The Pareto analysis chart shown below displays the top 15 events causing most monetary cost, in order of importance.
t<-expenses[order(expenses$freq, decreasing=T),][1:15,]
t.e<-t$freq
names(t.e)<-as.vector(t$event)
pareto.chart(t.e,
main="Most Economically Expensive Weather Events",
ylab="Dollars")
##
## Pareto chart analysis for t.e
## Frequency Cum.Freq. Percentage Cum.Percent.

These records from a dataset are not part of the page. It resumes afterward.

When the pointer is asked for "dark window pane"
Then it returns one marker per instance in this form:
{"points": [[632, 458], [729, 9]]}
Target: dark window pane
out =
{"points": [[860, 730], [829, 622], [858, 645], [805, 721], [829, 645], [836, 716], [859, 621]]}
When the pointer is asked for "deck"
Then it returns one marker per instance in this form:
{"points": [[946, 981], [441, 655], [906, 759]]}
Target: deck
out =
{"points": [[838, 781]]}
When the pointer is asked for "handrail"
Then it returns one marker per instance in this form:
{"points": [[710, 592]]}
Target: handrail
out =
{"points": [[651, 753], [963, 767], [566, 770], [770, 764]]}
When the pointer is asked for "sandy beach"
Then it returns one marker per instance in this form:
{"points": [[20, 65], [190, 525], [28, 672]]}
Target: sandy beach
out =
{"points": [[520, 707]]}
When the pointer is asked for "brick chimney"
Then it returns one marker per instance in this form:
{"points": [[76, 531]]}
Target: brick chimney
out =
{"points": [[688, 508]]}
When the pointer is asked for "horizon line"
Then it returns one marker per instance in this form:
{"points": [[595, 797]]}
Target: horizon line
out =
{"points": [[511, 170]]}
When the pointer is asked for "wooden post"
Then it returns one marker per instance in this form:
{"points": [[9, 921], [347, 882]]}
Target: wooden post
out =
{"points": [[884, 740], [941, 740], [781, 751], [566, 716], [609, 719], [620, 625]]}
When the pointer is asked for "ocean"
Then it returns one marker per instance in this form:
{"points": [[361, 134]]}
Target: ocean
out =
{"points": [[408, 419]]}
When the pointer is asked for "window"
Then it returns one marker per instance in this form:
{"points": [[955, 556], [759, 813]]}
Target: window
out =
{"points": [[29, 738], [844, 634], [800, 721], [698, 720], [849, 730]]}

## flooding 1.796e+11 1.796e+11 37.8709 37.87
## hurricane 9.010e+10 2.697e+11 18.9983 56.87
## storm 6.650e+10 3.362e+11 14.0216 70.89
## tornado 5.900e+10 3.952e+11 12.4407 83.33
## hail 1.878e+10 4.140e+11 3.9597 87.29
## wind 1.822e+10 4.322e+11 3.8412 91.13
## drought 1.502e+10 4.472e+11 3.1668 94.30
## fire 8.900e+09 4.561e+11 1.8766 96.18
## winter weather 7.595e+09 4.637e+11 1.6015 97.78
## rain 4.052e+09 4.678e+11 0.8545 98.63
## freeze 2.019e+09 4.698e+11 0.4256 99.06
## cold 1.469e+09 4.713e+11 0.3097 99.37
## snow 1.141e+09 4.724e+11 0.2406 99.61
## lightning 9.362e+08 4.733e+11 0.1974 99.81
## heat 9.248e+08 4.743e+11 0.1950 100.00
The analysis reflects that about 80% of human loss, being it fatalities or injuries, can be attributed to four main events: tornados, strong winds, heat, and flooding.
The analysis of economic loss includes monetary losses in property as well as crops. This analysis of economic loss reflects that about 80% of the losses can be attributed to four main events: flooding, hurricane, storms, and tornadoes.
In general, most losses related to flooding, strong winds, tornadoes, hurricanes, and extreme heat.